How to find $\max\int_{a}^{b}\left (\frac{3}{4}-x-x^2 \right )\,dx$ over all possible values of $a$ and $b$, $(a<b)$?

Hint: Over what interval is the integrand $\frac{3}{4}-x-x^2$ non-negative?

It may be useful to sketch the curve $y=\frac{3}{4}-x-x^2$ to see what's going on.


Given $$f(a,b) = \int_{a}^{b}\left(\frac{3}{4}-x-x^2\right)dx$$

Do the integration to get:

$$f(a,b) = \frac{a^3}{3}+\frac{a^2}{2}-\frac{3 a}{4}-\frac{b^3}{3}-\frac{b^2}{2}+\frac{3 b}{4} $$

Diff $f(a,b)$ with w.r.t $a$ and set to $0$

$$a^2+a-\frac{3}{4} =0$$

Solve.
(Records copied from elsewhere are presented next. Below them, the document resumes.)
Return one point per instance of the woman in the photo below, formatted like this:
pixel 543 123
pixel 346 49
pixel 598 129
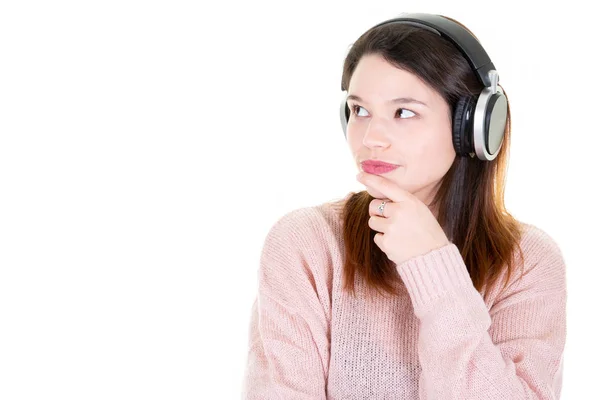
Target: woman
pixel 410 290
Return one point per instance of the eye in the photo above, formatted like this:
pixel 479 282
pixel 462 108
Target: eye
pixel 402 111
pixel 355 110
pixel 405 110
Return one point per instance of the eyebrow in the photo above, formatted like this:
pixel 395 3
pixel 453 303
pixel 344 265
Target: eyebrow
pixel 397 100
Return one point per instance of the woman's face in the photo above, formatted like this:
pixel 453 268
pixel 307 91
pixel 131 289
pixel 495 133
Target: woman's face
pixel 415 136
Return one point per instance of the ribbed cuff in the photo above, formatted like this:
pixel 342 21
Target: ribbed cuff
pixel 431 275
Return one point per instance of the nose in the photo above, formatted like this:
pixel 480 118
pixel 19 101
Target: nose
pixel 376 135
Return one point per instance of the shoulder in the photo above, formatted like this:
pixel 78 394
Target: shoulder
pixel 310 224
pixel 309 232
pixel 543 259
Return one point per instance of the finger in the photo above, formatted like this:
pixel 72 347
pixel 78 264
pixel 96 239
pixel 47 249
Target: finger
pixel 376 203
pixel 389 188
pixel 378 224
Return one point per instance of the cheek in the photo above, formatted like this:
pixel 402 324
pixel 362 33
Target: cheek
pixel 435 155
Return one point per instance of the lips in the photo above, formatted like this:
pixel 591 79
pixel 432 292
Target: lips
pixel 377 167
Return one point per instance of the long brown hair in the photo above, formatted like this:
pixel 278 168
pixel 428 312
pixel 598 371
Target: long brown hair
pixel 470 197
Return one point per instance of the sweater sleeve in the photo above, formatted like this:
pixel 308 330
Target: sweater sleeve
pixel 288 356
pixel 514 350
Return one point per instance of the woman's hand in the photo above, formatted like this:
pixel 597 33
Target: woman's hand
pixel 408 228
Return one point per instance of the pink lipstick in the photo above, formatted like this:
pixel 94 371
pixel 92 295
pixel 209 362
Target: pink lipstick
pixel 377 167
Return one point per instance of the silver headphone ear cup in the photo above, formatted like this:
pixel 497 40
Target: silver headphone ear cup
pixel 489 123
pixel 495 122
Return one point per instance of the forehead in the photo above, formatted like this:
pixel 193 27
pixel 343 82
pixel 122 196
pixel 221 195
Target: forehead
pixel 376 79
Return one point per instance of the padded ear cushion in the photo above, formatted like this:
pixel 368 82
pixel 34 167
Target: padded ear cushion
pixel 462 125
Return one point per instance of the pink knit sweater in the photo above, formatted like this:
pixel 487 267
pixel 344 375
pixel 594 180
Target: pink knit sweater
pixel 440 339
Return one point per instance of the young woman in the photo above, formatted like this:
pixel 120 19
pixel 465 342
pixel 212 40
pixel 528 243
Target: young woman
pixel 422 286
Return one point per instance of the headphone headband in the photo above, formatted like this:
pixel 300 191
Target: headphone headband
pixel 470 47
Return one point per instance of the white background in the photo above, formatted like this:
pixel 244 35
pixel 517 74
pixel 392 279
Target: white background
pixel 147 147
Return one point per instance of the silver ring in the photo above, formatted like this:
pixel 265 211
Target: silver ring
pixel 380 208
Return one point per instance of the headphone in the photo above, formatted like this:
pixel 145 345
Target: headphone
pixel 478 121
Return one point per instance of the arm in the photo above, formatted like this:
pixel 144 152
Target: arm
pixel 288 354
pixel 514 350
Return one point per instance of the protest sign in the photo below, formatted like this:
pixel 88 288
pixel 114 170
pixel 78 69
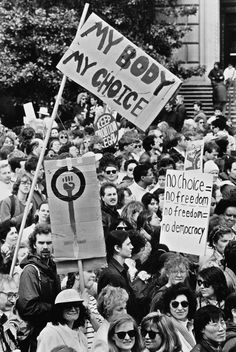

We get these $2$ critical points:

$$a = - \frac{3}{2} \ \ a=\frac{1}{2} $$

Diff $f(a,b)$ with wrt $b$ and set to $0$

$$-b^2-b+\frac{3}{4} = 0$$

We get these $2$ critical points:

$$ b = - \frac{3}{2} \ \ b=\frac{1}{2} $$

only $\displaystyle a = -\frac{3}{2} \ \ b = \frac{1}{2} $ need to be tried. $( a < b )$

$$f\left( - \frac{3}{2} , \frac{1}{2}\right) = \frac{4}{3} .$$


Let's look at a brute force approach.

$$f(a,b)=\int_a^b\left({3\over 4}-x-x^2\right)dx={3\over 4}(b-a)-{b^2-a^2\over 2}-{b^3-a^3\over 3}$$

Now this is maximum when

$$\begin{align} {{\partial{f(a,b)}\over\partial{a}}}&=0\\{{\partial{f(a,b)}\over\partial{b}}}&=0\end{align}$$

Which leads to

$$\begin{align} -{3\over 4}+a+a^2=0\\{3\over 4}-b-b^2=0\end{align}$$

This means the maximum is attained for $a$ and $b$ roots of the quadratic

$$X^2+X-{3\over 4}=0$$

This means $a=-{3\over 2}$ and $b={1\over 2}$